Hi, mate! Yes, here are some people in Bulgaria keeping some livebearers species, but I can't tell you what exactly are they in this moment...?
I had keep lately some of these wild *Bolivian Guppies*:



...and some *Endlers Livebearer*...Of course, we got here in Bulgarian rivers the wild ones - *Gambusia affinis*

----------


## hwchoy

that purple coloration is stunning! you say it is a wild guppy from Bolivia? or perhaps it is another species in the guppy complex?

----------


## stormhawk

WOW that guppy is stunning. So much purple, and the pinkish purple plant flower? beside it just accentuates it further. 

Choy I think the fish is from a feral guppy strain found in Bolivia.

----------


## AQUASAUR

Here a couple more...They're suppose to be some variety of* GREEN SNAKESKIN GUPPY:*

----------


## AQUASAUR

Actually, the color of This * "Black Prince" Guppy* is rather solid black...
but after flashing - is visible even its blue eyes and blue lipstick...

----------


## TyroneGenade

Wow! Those are spectacular black guppies. These are way better than the black Moscows I saw back in Italy. Very impressive.

Do you have solid reds and albino solid reds in Bulgaria?

----------


## AQUASAUR

> Do you have solid reds and albino solid reds in Bulgaria?

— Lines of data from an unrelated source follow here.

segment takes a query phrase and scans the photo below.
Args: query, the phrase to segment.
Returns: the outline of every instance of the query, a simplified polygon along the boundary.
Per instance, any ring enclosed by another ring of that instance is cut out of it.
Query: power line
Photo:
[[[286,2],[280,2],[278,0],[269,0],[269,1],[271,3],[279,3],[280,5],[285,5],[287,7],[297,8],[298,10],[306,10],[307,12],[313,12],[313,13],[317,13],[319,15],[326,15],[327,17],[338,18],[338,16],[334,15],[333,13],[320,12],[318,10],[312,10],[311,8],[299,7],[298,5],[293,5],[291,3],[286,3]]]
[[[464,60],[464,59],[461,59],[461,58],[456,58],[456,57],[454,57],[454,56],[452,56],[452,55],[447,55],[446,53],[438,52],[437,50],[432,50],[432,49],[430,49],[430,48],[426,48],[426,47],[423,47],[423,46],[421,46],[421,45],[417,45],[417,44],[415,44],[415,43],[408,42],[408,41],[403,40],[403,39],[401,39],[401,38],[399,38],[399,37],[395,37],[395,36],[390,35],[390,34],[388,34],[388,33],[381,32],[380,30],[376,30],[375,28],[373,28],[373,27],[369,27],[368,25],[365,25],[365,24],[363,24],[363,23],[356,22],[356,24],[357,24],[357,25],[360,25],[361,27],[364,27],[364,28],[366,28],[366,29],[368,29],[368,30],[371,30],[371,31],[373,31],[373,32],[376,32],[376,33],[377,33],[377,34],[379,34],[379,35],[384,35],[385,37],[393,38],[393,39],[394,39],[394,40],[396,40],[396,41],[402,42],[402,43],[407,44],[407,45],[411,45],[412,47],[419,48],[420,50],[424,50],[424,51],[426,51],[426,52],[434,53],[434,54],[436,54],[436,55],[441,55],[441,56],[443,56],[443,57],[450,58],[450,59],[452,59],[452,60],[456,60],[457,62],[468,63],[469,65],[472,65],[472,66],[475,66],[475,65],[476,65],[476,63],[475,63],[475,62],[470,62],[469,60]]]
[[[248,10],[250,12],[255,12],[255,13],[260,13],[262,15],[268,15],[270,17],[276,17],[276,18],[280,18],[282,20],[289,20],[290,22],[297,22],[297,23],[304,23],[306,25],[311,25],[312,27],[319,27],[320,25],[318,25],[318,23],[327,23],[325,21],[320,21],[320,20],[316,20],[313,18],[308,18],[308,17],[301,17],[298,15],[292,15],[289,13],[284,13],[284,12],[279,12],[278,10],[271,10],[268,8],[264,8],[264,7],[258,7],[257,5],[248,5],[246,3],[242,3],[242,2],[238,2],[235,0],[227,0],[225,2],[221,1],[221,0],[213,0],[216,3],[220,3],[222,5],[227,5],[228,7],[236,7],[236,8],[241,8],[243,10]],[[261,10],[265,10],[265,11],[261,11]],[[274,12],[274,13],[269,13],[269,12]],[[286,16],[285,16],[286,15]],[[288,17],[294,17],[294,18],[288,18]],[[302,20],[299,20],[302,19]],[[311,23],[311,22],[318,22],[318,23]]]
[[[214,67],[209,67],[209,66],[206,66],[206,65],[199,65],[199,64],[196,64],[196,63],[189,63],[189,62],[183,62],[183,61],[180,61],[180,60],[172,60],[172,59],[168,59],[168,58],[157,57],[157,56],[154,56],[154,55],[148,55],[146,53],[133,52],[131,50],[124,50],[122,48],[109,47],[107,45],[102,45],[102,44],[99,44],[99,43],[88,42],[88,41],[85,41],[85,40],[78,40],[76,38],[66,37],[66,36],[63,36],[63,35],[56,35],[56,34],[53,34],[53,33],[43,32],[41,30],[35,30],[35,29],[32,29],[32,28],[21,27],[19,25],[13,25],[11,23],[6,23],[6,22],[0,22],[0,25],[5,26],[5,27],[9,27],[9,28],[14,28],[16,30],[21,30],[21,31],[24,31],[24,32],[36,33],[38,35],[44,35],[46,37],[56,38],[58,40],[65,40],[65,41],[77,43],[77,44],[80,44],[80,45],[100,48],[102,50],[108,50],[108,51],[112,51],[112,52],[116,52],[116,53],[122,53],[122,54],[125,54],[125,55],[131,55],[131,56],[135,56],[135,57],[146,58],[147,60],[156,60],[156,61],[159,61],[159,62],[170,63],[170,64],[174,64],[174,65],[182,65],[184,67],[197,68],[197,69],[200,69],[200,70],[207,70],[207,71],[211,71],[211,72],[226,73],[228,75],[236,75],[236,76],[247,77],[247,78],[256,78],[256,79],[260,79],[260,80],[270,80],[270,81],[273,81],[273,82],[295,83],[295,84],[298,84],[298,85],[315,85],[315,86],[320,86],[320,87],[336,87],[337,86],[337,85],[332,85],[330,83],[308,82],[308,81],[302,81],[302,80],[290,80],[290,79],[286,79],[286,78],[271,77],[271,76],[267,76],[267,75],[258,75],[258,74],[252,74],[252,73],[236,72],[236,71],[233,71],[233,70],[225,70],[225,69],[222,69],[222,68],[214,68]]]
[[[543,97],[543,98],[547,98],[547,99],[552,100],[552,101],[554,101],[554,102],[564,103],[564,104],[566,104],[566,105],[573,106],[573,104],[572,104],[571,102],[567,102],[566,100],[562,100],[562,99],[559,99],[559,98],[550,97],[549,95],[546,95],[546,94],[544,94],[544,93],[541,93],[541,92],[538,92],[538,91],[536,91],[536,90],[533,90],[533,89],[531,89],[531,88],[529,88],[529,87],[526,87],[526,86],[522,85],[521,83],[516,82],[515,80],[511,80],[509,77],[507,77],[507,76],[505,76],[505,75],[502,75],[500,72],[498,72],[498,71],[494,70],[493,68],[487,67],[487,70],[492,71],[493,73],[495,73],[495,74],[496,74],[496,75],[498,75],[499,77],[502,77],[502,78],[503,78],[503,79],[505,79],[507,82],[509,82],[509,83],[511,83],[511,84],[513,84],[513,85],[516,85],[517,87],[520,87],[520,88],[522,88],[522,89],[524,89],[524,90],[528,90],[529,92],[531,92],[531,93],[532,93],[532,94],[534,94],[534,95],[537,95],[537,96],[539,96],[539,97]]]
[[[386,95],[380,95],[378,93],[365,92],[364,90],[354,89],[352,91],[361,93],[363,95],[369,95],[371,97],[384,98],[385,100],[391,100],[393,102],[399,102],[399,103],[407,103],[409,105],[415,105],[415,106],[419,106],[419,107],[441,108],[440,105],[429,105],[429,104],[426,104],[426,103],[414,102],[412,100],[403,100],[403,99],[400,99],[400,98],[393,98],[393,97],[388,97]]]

Sorry, but I'm not sure what exactly you call "solid red" guppy?  :Smile:

----------


## AQUASAUR

Here is one more Guppy variety,which I had keeping lately:

----------


## Xianghao

amazing photos..

----------


## barmby

stunning! good work

----------


## AQUASAUR

It seems like ...the Spring come into one of my Guppies tank... :Wink: 

*Half-black Yellow/Pastel Guppy*




Depending of the different lightning, their pastel pattern changing a lot of unique color nuances...

----------


## AQUASAUR

Here are some others of my favorites Livebeares - The Black Molly:

----------


## AQUASAUR

A little update with some Guppy action shots...

----------


## AQUASAUR

*Here are some of my Tuxedo funtail Guppy:*

----------


## Emokidz

Very beautiful pictures and fish you have there! Enjoyed looking through every bit of it.  :Well done:

----------